Lydia Cacho
Plan B
En la radio una voz masculina, emotiva y entusiasta nos asegura que la guerra contra el narco va estupendamente bien
Mantener satanizado el debate sobre legalizar las drogas impide evidenciar quiénes se enriquecen en realidad con ellas
En la radio una voz masculina, emotiva y entusiasta nos asegura que la guerra contra el narco va estupendamente bien. Anuncia que nuestros hijos ya han dejado de consumirlas, porque las autoridades consignaron cargamentos de drogas. El cómo llegó el gobierno a la poco científica conclusión de que consignar unas toneladas de droga significa que nuestros hijos ya no consumen es un misterio digno del nuevo Batman.
La guerra tiene sus dificultades, no es preventiva sino simplemente útil para medir fuerzas y mantener un equilibrio entre el crimen organizado y el Estado. Hoy la droga está en todas partes, es cien veces más fácil toparte con un dealer de coca o metanfetaminas que con una biblioteca, un centro de prevención de adicciones o con una secundaria pública. La mayoría de las personas que han probada cocaína y tachas piensa que son tan buenas como un trago de alcohol. Afuera de las escuelas, en los tendajones, con telepizza, un gramo de cocaína cuesta 300 pesos, y de él salen 10 o 15 líneas (una noche completa disfrutando el estado de alerta). Las metanfetaminas son otra historia; sus vendedores son jóvenes; no las perciben como drogas, sino como “alivianes”. Alexa y sus amigas de 19 y 20 años me llevaron a un rave en Cancún. Argumentan que los raves son pacíficos espacios de convivencia. No beben alcohol, sino agua, se divierten y bailan a ritmo tecno. Las tachas les permiten “sentir la música en el alma”. La gente joven que consume drogas tiene argumentos que hay que escuchar, no silenciar, estemos o no de acuerdo, porque en ellos sustentan su persistencia en trivializar el consumo.

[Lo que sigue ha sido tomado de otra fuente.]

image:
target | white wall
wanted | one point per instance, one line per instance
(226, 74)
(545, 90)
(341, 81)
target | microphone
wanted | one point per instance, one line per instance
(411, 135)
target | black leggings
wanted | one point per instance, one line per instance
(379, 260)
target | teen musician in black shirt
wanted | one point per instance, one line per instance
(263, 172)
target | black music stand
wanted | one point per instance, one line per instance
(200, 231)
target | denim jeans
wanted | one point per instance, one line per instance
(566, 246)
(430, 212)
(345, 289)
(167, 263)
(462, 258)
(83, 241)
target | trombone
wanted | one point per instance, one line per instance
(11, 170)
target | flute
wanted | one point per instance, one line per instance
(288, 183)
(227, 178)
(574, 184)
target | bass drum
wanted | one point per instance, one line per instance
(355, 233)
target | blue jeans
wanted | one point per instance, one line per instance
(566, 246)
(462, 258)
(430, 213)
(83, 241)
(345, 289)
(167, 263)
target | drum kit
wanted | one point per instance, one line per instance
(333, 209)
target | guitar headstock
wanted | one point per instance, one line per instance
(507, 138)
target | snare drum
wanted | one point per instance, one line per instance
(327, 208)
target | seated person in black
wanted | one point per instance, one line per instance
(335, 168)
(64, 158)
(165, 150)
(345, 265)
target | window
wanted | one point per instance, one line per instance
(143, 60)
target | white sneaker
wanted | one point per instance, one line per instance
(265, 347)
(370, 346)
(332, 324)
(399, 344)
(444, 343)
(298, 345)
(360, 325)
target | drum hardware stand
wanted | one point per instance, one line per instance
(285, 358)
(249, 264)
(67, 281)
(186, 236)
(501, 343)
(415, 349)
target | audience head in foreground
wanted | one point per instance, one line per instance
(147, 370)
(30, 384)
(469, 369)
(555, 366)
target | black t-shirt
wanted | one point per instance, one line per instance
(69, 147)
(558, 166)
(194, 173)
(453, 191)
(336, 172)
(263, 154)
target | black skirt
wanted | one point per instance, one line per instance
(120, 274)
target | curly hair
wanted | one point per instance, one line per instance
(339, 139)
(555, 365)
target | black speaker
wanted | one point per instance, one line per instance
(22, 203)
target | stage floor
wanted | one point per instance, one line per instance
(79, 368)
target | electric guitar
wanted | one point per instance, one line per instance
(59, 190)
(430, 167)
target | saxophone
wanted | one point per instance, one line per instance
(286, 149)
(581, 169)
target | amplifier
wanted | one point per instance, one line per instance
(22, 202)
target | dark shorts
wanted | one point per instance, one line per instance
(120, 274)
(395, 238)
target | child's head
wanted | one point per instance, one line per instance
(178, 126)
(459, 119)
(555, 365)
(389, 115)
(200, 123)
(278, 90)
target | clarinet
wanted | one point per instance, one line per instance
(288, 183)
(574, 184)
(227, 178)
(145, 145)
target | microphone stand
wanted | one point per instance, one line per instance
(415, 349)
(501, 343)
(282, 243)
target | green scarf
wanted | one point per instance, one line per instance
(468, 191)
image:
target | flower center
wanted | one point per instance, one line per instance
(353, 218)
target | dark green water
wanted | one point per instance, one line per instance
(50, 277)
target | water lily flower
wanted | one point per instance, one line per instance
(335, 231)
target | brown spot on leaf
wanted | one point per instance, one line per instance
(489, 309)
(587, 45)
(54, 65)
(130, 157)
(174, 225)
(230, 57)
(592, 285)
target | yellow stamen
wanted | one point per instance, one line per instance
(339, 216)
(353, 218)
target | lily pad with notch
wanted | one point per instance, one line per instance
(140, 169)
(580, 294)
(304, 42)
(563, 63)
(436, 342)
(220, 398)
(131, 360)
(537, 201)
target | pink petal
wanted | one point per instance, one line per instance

La madre de Alexa toma Tafil antes de dormir y Prozac al levantarse. Su padre, por dolores crónicos de espalda, diario toma dos pastillas de Dolac. Todos los adultos en el entorno de Alexa beben al menos tres veces a la semana. Ella critica los estragos del alcohol y no comprende porqué no se legalizan las drogas. Quitarles a muchos la fascinación de lo prohibido cambiaría las cosas, aseguran las jóvenes.
El problema no es el alcohol en sí mismo, sino la manera en que se maneja. Lo mismo aplica para las drogas, aseguran. Tomar una metanfetamina no se diferencia en nada a tomarme dos caballitos de tequila, pero a mí, asegura otra joven, no me gusta sentirme fuera de control por el tequila. “Mi padre, los viernes se va en su yate a beber güisqui con sus cuates y llega súper jarra. Yo nunca he quedado tan mal como él por fumar un poco de mota, no hago daño, sólo me río con mis amigos”. El problema, dicen mis interlocutoras, es la hipocresía del sistema. Las drogas están en todas partes y más baratas que nunca. Algo están haciendo mal, dicen: esta guerra sólo ha arrojado muertos.
Las personalidades adictivas buscarán de todo, prohibido o no. Educar a la gente para manejar ese tipo de personalidad es fundamental. Mantener oculto y satanizado el debate sobre legalización de las drogas impide también evidenciar quiénes se enriquecen en realidad con su venta y qué motivos ulteriores tiene esta sangrienta guerra, en términos de control social. El discurso moral y del miedo a las drogas no impacta a la juventud. Hay quienes beben alcohol para divertirse y quienes sin él no soportan la vida. El uso de las drogas legales e ilegales responde a los mismos paradigmas. Un debate abierto podría evidenciar porqué y para qué cada vez más jóvenes consumen drogas.